The fundamental update in NRMC’s lab equipment was made almost a year ago and consists of two sample analysis machines connected to a computer loaded with special software and a printer.

“The old way we tested was a microbiological culture, where we literally had to grow out the organism in order to have enough of the organism before we could perform further tests and examine it under a microscope,” explained Daugherty.

What came online last spring is a system which utilizes what is called a polymerase chain reaction technique which duplicates trace amounts of DNA in the sample and compares them with the unique DNA patterns of bacteria, viruses and parasites on file in the computer software.

The respiratory panel can detect three types of bacterial and 17 viral infections. The gastrointestinal panel detects five kinds of viruses, four parasites and 13 types of bacteria. The cerebrospinal panel is set to detect one type of yeast, six types of bacteria and seven varieties of viruses.

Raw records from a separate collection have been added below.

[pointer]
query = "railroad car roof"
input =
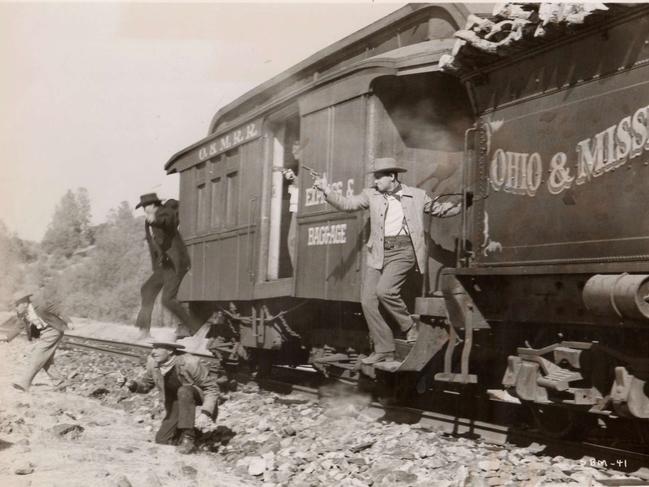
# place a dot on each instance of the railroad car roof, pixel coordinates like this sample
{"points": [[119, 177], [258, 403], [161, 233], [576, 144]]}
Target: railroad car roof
{"points": [[308, 73], [517, 28]]}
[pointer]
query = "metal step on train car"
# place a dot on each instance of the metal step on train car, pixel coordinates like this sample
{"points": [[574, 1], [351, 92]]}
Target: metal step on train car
{"points": [[537, 116]]}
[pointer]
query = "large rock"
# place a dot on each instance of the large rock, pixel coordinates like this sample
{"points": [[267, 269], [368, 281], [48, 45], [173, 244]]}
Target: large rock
{"points": [[68, 431], [257, 466]]}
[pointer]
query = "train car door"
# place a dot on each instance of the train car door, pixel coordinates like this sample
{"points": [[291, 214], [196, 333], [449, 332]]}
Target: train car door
{"points": [[330, 243]]}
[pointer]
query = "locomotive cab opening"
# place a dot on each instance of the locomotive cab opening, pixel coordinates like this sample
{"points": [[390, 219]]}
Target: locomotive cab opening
{"points": [[284, 154], [421, 120]]}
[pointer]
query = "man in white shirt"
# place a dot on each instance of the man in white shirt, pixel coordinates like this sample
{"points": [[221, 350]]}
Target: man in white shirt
{"points": [[42, 321], [397, 244]]}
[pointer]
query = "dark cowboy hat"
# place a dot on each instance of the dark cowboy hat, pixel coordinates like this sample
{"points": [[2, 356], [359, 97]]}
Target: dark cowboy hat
{"points": [[166, 339], [147, 199], [386, 164]]}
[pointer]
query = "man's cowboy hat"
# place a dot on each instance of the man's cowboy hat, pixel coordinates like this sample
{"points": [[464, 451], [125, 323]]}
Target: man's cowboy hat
{"points": [[148, 199], [166, 338], [386, 164]]}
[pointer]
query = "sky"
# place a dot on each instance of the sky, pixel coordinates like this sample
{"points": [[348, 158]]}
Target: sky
{"points": [[101, 95]]}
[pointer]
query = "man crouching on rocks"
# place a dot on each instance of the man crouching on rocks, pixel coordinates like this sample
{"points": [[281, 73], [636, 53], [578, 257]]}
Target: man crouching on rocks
{"points": [[43, 322], [183, 381]]}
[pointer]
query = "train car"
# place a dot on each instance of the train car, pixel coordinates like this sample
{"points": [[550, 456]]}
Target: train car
{"points": [[539, 287], [556, 256], [377, 93]]}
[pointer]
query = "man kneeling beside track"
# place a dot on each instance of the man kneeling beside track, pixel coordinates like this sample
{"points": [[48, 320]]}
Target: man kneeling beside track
{"points": [[183, 381]]}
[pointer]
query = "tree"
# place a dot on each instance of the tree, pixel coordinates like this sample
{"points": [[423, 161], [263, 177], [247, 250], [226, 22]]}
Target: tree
{"points": [[105, 284], [69, 229]]}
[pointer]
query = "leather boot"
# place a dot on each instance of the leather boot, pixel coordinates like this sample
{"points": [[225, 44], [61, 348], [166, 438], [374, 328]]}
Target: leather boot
{"points": [[186, 445]]}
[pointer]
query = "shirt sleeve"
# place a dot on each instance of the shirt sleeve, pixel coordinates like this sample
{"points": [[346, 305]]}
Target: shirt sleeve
{"points": [[348, 203], [441, 210]]}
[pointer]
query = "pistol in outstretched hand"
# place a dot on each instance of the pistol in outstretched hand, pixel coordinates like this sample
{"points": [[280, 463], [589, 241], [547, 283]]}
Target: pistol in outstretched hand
{"points": [[314, 174]]}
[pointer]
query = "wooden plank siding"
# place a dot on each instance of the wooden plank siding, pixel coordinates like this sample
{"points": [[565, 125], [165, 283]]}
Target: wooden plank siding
{"points": [[336, 138], [219, 223]]}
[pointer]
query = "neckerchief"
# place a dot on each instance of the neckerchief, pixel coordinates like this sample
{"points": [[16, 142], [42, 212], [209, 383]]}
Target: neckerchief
{"points": [[168, 365], [394, 193]]}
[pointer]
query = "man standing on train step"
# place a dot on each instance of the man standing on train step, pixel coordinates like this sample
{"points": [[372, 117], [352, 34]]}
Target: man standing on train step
{"points": [[397, 244], [169, 259]]}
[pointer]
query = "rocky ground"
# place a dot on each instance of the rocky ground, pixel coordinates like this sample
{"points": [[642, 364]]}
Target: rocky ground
{"points": [[90, 432]]}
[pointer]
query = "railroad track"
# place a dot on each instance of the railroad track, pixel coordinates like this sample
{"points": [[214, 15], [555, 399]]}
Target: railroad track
{"points": [[291, 379]]}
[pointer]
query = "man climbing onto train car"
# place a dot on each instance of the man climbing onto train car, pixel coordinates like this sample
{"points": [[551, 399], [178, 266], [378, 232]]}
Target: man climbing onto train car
{"points": [[170, 262], [183, 382], [42, 322], [396, 245]]}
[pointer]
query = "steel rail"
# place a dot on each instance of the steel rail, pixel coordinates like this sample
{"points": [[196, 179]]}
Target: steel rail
{"points": [[445, 423]]}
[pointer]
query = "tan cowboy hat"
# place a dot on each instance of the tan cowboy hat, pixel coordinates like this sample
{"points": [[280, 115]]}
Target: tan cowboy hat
{"points": [[166, 338], [386, 164], [21, 297], [147, 199]]}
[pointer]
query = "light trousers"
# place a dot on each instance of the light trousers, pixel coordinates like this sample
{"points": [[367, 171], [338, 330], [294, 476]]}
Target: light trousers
{"points": [[42, 356], [382, 290]]}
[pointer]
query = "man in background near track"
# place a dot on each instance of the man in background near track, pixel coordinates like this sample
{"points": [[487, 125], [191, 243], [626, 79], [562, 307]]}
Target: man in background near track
{"points": [[294, 197], [42, 322], [396, 245], [170, 262], [183, 382]]}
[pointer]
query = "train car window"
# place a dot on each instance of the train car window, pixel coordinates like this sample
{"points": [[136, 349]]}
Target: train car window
{"points": [[201, 214], [217, 207], [200, 224], [231, 198]]}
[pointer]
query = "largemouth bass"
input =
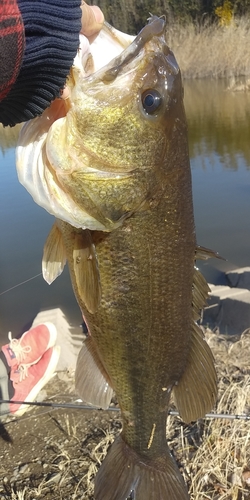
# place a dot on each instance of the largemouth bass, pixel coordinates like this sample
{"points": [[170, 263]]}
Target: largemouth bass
{"points": [[112, 165]]}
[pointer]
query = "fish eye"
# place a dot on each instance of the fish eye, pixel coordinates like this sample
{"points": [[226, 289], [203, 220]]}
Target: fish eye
{"points": [[151, 100]]}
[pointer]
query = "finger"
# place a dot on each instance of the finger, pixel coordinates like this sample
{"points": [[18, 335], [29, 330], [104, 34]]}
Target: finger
{"points": [[92, 20]]}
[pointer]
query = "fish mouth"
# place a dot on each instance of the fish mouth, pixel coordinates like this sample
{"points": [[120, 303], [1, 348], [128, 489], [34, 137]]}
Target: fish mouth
{"points": [[155, 27], [41, 162]]}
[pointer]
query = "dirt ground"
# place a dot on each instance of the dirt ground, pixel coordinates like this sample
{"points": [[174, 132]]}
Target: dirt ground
{"points": [[55, 453]]}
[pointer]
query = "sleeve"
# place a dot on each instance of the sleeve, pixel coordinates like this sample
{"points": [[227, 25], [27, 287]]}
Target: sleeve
{"points": [[52, 30]]}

When Daugherty first presented the new lab equipment and system in November 2016, NRMC’s board was very uneasy about leasing even one such machine — let alone two — due to cost, until Daugherty shared the Medicare reimbursement rates.

Using 2015 statistics, Daugherty showed the lab had performed 198 tests for Clostridium difficile — commonly called C. diff — which releases toxins producing a form of colitis.

Reimbursement by Medicare for the conventional test method is $47.50 per test while payment under the new system is $567.75.

In 2015, the lab analyzed 238 nasal swabs — testing for influenza — at a conventional method reimbursement rate of $129 versus $711.15 under the new system.

Despite the cost of leasing the machine with a warranty and the steep cost of supplies, the final numbers changed the board’s attitude from “why would we even consider such a purchase” to “why would we not?”

“I explained to the board the high reimbursement rates for PCR test systems is a way for CMS [Center for Medicare and Medicaid Services] to get labs to switch over to this new system,” said Daugherty.

He said that, in a few years, when those rates drop, his lab and NRMC still will be way ahead. For with the new equipment and the Cerner auto-verification software, they can do more, faster and more accurately which will maintain overall cost savings.

The lab director was asked to take a moment and dream. He was asked to name what he would like to add if funds were available.

What he came up with was a bit of a surprise. Instead of addressing a need specific to the lab Daugherty named something which would most benefit patients.

For many years, insurance providers have required patients to obtain a pre-authorization before undergoing certain procedures or receiving specialized care. More recently, there is a new phenomenon for patients who have insurance and seek care at a hospital emergency room. Increasingly, after that visit to the ER, the insurance provider informs the patient it is denying the claim and, in essence, declares such a visit was unnecessary.

Knowing this experience is also on the rise for out-patient procedures as well, Daugherty said, “As healthcare moves towards price transparency and the need to increase point of service collections, the hospital could benefit from software that estimates patient responsibility prior to outpatient services.”

He said many insurance companies already do something like this for in-patient and many specialty services. He thought implementing this type of software for outpatient services would result in a reduction in denied charges and fewer surprises for patients such as uncovered large bills.

Said Daugherty, “It puts the focus more on the front end of a patient’s visit by ensuring proper insurance information, validating co-pay or patient responsibility and significantly reducing the potential for sticker shock for patients and collection troubles for hospitals and clinics.”

While Daugherty is highly trained and can recite a lot of biochemistry, his last thoughts went to patients as people.

He said, “If we help patients with all the insurance and paperwork on the front end, then from then on, the patient can focus on the one thing which is most important of all, which is getting well. And really, that’s what all of us at NRMC are here for.”